El fútbol y su condición icónica se repusieron y siguieron creciendo, robustos y lucrativos, hasta llegar a un Mundial celebrado en invierno y en un país sin tradición futbolera, pero con mucho dinero. ¿Cuánto valdría la Copa Mundial de la FIFA que alzó Messi en el estadio Lusail? El pasado mayo, Sotheby’s subastó la camiseta de la mano de Dios de Maradona, la de aquel gol a Inglaterra en el Mundial 86, por 8,5 millones de euros, arrebatándole el récord de objeto deportivo más caro de la historia a la camiseta del jugador de béisbol Babe Ruth, vendida por cinco millones de dólares.
La nota sobre la camiseta del catálogo de Sotheby’s culmina con una cita de la autobiografía de Maradona: «Fue como ganarle a un país, no a un equipo de fútbol. Aunque antes del partido dijimos que el fútbol no tenía nada que ver con la guerra de Malvinas, sabíamos que allí habían muerto muchos chicos argentinos, que nos habían acribillado como pajaritos… Era nuestra revancha, era… recuperar una parte de Malvinas.
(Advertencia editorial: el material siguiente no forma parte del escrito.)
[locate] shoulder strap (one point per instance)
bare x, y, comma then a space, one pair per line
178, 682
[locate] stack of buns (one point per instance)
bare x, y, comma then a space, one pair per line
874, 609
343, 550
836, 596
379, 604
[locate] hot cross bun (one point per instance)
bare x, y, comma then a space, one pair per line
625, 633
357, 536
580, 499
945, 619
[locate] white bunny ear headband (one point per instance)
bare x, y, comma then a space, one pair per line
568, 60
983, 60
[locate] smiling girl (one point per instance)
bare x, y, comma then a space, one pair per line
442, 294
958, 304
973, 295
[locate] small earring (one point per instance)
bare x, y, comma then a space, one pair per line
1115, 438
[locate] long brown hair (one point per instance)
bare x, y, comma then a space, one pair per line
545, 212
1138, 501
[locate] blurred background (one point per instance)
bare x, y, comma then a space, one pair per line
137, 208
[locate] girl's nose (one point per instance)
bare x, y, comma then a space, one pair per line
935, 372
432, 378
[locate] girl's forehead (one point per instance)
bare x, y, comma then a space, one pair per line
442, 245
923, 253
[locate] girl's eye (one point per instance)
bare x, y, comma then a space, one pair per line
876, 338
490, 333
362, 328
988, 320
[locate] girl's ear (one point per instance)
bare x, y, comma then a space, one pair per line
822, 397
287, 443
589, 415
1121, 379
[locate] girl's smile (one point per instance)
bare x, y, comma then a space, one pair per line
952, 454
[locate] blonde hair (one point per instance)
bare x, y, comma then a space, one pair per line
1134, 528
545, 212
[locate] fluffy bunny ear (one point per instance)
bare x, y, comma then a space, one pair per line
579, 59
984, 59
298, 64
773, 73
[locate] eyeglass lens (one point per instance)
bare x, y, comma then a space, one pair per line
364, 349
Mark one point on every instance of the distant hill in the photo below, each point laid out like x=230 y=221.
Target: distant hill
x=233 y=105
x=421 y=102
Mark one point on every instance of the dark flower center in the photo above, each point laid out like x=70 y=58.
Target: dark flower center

Todos decíamos de antemano que no debíamos mezclar las dos cosas, pero era mentira. ¡Una mentira! No pensamos en nada más que en eso, ¡como el infierno iba a ser un partido más!».
En una suerte de justicia poética, el poseedor del objeto icónico subastado era el centrocampista inglés Steve Hodge, que había cedido involuntariamente el balón a Maradona en la jugada de la mano de Dios. Se la pidió al icono mismo tras el partido y se la llevó a su casa. Desde 2002 la dejó en préstamo en el Museo Nacional del Fútbol de Manchester… hasta que el valor icónico del mercado financiero, alimentado por el factor nacionalista de la arenga maradoniana, pesó más que la nostalgia.
Símbolos, en fin. Materializaciones de poderosas pulsiones. Y, detrás, siempre pisándole los talones, el ánimo de lucro. Por ejemplo: la multinacional del merchandising deportivo Fanatics acaba de alcanzar una valoración de 29.600 millones de euros, más que muchas empresas de nuestro Íbex 35; el MarketWatch del Dow Jones instaba a los inversores a no perderla de vista.
A veces son los mismos deportistas los que le sacan rendimiento a su aura. Aquí ya explicamos cómo Autograph, la empresa de autógrafos en NFT que el jugador de fútbol americano Tom Brady cofundó en julio, ya había recaudado en enero 170 millones de dólares en una ronda de financiación.
Y, también, que Messi, el hombre icónico por antonomasia estos días, presentó un par de meses antes del Mundial su holding Play Time, una empresa de inversión con sede en San Francisco. Entonces nos preguntábamos cuánto podría costar un autógrafo digital, autentificado a través de NFT, de un Messi a punto de afrontar uno de sus últimos partidos en un Mundial. Volvemos a plantear la pregunta ahora que una anécdota sobre su imagen icónica se convirtió en una de las grandes noticias de los últimos días.